Wealth or Stealth? The Camouflage Effect in Insider Trading
ABSTRACT
The Kyle-Back Strategic Insider Trading is one of the most intriguing equilibrium models of asymmetric information in market microstructure theory, and has been studied extensively during the past 40 years. Many deep mathematical tools have been introduced to deal with the solvability issues, and touched many research areas form stochastic control, filtering, stochastic analysis, to optimal transports. A commonly known optimal strategy for the insider often has the “bridge” nature, which suggests that the insider trade super-aggressively before the asymmetric information exhausts, without taking in to account that such action might cause detection by the regulator, which could potentially lead to sever financial and criminal penalties. In this talk we consider a Kyle-type model where the insiders are aware of legal penalties and trying to “camouflage” their actions so as to strike a balance between expected wealth and the necessary stealth to avoid detection and subsequent prosecution.
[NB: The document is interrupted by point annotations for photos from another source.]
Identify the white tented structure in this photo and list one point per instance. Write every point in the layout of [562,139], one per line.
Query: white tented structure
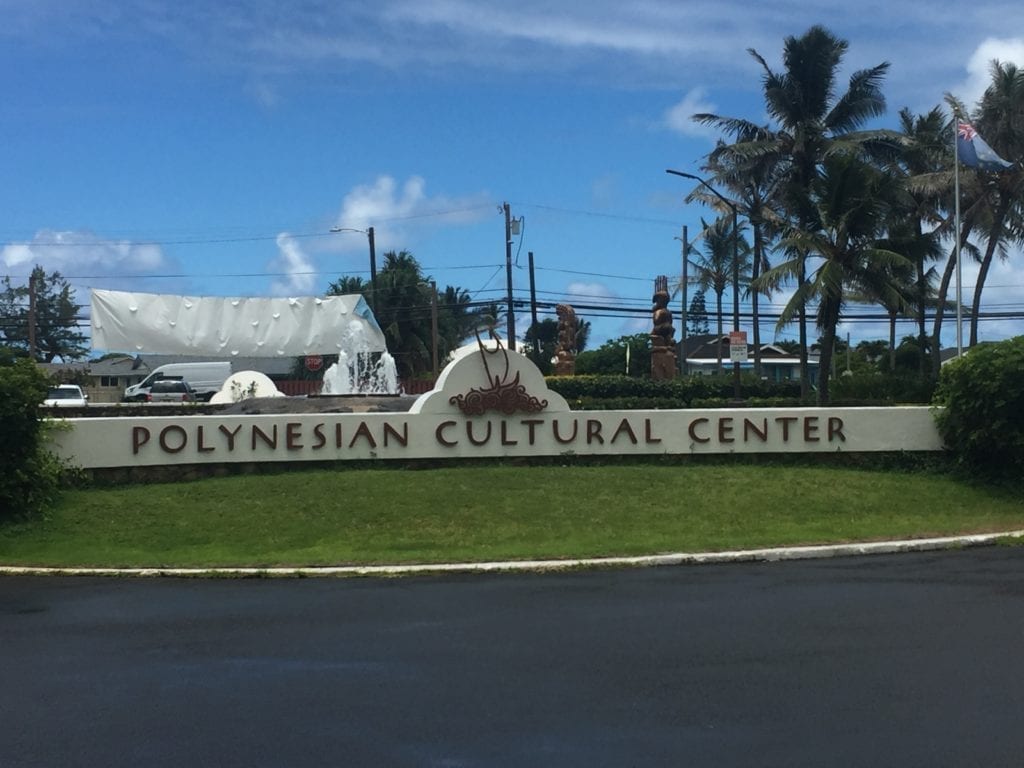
[224,328]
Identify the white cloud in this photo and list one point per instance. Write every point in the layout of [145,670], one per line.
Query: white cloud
[1004,50]
[395,211]
[299,270]
[82,254]
[589,292]
[678,117]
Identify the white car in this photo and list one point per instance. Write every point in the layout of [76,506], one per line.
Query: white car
[66,395]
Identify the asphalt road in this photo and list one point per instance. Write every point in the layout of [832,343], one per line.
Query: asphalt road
[913,659]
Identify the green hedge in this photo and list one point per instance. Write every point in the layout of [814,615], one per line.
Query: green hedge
[881,389]
[981,417]
[29,474]
[620,392]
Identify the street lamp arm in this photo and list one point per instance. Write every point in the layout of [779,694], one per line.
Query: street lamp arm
[709,187]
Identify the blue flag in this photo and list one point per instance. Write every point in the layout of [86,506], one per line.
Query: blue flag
[974,153]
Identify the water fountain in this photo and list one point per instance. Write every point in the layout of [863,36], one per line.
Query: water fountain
[358,371]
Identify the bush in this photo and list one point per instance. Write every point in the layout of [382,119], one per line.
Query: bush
[612,392]
[29,474]
[880,389]
[981,414]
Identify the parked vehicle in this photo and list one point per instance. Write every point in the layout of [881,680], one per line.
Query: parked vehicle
[171,390]
[66,395]
[205,378]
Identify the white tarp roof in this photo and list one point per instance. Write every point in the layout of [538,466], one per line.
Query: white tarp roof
[124,322]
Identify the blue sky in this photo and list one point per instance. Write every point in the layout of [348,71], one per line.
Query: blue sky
[209,148]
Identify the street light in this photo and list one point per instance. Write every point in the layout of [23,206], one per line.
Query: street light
[735,263]
[373,259]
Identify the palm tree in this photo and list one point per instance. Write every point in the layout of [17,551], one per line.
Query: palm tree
[813,122]
[754,184]
[851,200]
[999,119]
[914,228]
[714,268]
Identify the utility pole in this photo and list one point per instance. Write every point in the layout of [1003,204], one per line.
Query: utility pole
[433,324]
[683,369]
[32,314]
[373,268]
[508,273]
[532,309]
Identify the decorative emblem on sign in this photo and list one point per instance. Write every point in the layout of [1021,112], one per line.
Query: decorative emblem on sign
[504,394]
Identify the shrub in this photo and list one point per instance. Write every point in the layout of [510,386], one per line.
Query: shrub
[981,414]
[611,392]
[29,474]
[880,389]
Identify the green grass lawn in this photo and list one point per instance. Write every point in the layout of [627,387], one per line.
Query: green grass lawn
[322,517]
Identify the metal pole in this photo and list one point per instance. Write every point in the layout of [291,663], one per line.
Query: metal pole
[32,314]
[433,324]
[960,304]
[373,269]
[508,273]
[735,292]
[532,309]
[684,308]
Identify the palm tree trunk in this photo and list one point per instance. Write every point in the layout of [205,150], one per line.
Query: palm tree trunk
[986,264]
[940,306]
[718,343]
[892,341]
[805,375]
[755,314]
[830,316]
[922,299]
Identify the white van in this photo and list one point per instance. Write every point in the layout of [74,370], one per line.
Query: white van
[205,378]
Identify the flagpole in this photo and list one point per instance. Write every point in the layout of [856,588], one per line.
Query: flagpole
[960,303]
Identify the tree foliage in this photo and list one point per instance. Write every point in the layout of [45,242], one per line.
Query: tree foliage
[29,475]
[402,306]
[981,409]
[56,315]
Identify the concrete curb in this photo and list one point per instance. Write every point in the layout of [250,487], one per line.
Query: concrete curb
[769,555]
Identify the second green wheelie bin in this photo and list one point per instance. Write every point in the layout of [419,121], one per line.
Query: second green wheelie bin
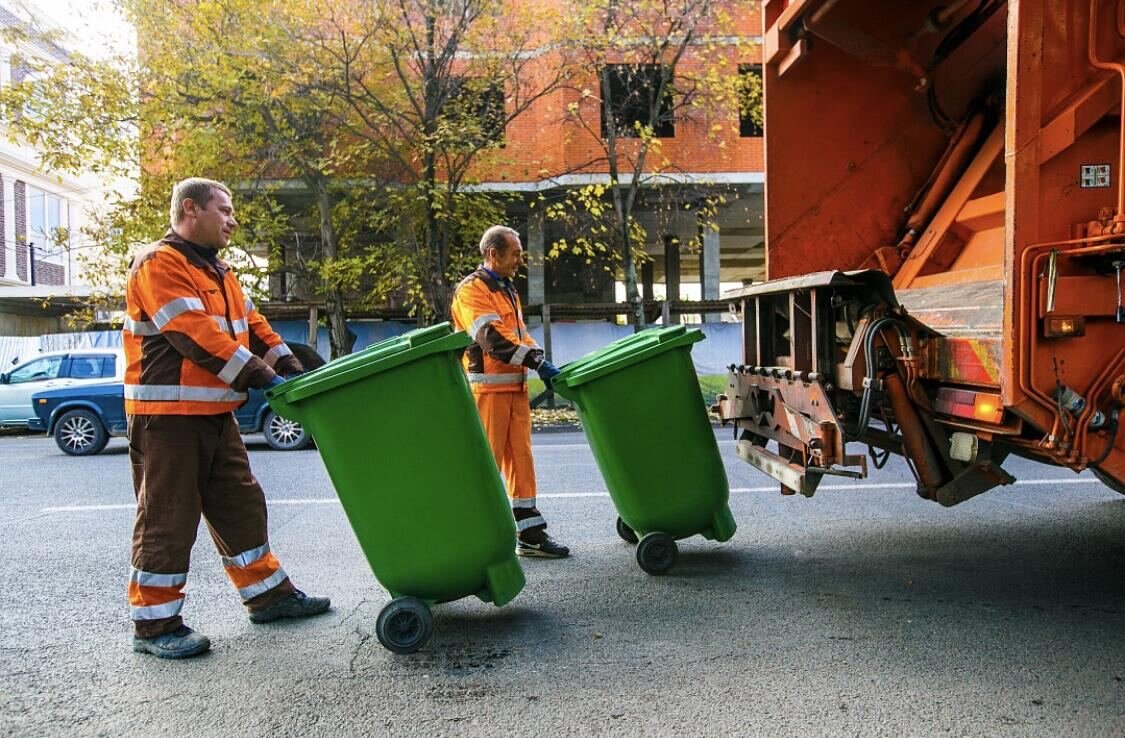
[642,413]
[402,440]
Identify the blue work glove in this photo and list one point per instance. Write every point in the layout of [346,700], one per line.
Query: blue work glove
[548,372]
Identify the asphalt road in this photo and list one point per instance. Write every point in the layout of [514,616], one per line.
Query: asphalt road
[863,611]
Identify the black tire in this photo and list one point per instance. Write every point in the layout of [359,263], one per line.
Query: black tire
[656,552]
[404,626]
[80,432]
[284,434]
[628,534]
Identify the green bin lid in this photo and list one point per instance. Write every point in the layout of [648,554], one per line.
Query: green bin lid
[624,352]
[376,358]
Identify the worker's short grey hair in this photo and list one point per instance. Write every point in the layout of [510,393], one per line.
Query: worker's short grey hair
[198,190]
[496,237]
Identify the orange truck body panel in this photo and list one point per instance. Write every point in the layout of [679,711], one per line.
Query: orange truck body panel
[983,177]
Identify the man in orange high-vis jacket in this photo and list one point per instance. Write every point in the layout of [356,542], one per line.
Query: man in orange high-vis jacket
[194,343]
[487,307]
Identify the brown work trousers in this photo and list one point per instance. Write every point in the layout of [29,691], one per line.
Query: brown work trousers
[183,467]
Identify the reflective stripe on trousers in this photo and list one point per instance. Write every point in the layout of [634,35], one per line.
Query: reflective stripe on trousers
[506,420]
[183,467]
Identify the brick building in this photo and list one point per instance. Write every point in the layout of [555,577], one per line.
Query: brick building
[545,153]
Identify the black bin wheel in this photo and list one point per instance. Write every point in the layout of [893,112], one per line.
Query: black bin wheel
[656,552]
[404,624]
[628,534]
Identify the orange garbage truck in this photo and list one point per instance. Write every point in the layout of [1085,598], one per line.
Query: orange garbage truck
[945,243]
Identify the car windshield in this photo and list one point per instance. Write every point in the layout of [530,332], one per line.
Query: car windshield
[46,368]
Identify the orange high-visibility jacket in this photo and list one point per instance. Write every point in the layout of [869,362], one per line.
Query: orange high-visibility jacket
[503,350]
[194,343]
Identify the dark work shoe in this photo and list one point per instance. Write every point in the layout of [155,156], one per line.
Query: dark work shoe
[547,548]
[181,642]
[296,605]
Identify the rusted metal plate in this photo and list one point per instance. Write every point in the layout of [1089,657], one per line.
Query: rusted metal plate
[970,309]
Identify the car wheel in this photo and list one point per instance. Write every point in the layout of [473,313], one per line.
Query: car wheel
[80,432]
[282,433]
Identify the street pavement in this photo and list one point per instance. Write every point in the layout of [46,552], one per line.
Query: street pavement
[864,611]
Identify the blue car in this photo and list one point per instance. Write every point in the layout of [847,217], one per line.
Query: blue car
[82,419]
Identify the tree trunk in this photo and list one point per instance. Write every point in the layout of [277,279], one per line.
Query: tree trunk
[340,339]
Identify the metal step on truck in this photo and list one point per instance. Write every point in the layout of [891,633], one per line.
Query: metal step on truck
[945,243]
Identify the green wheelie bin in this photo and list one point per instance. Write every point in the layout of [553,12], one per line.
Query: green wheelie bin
[640,407]
[401,438]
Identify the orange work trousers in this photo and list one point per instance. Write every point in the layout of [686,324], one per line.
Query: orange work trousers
[506,417]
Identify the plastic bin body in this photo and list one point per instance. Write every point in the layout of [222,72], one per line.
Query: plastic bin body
[402,441]
[642,414]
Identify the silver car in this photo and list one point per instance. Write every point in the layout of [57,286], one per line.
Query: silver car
[54,369]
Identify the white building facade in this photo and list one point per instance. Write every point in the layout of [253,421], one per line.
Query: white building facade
[43,214]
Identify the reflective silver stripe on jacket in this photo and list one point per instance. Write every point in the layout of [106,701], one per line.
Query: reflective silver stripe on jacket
[480,322]
[150,579]
[240,325]
[179,393]
[163,316]
[476,378]
[244,559]
[530,522]
[156,612]
[235,363]
[520,354]
[174,308]
[252,591]
[141,327]
[275,353]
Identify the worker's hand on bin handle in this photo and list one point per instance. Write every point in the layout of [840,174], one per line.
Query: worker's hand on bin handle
[548,372]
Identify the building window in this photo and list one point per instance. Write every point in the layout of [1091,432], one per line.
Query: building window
[749,100]
[47,225]
[630,90]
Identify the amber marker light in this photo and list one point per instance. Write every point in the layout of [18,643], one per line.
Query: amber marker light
[1063,327]
[988,408]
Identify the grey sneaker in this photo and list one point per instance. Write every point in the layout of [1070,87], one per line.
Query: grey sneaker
[181,642]
[296,605]
[547,548]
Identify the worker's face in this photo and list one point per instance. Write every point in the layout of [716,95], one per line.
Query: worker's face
[212,225]
[509,262]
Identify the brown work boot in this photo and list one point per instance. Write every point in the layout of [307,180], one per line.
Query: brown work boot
[181,642]
[296,605]
[541,546]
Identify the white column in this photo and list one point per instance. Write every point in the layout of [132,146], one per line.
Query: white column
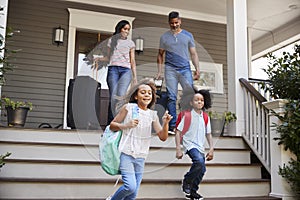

We establish the existence of an equilibrium for arbitrary population sizes as well as a unique liming equilibrium under mild conditions. A thorough convergence analysis provides key insights into the optimal scale of trading, determined by a “stealth index” by the insider, considering the population of liquidity traders. We show that the equilibrium can be closely approximated by a simply limit with minimal price impact. We also calibrate our model with two non-overlapping data sets spanning from 1980 to 2018, which underline the importance of stealth trading and the deterrent from both civil and criminal penalties. This talk is based on the joint work with Weixuan Xia and Jianfeng Zhang.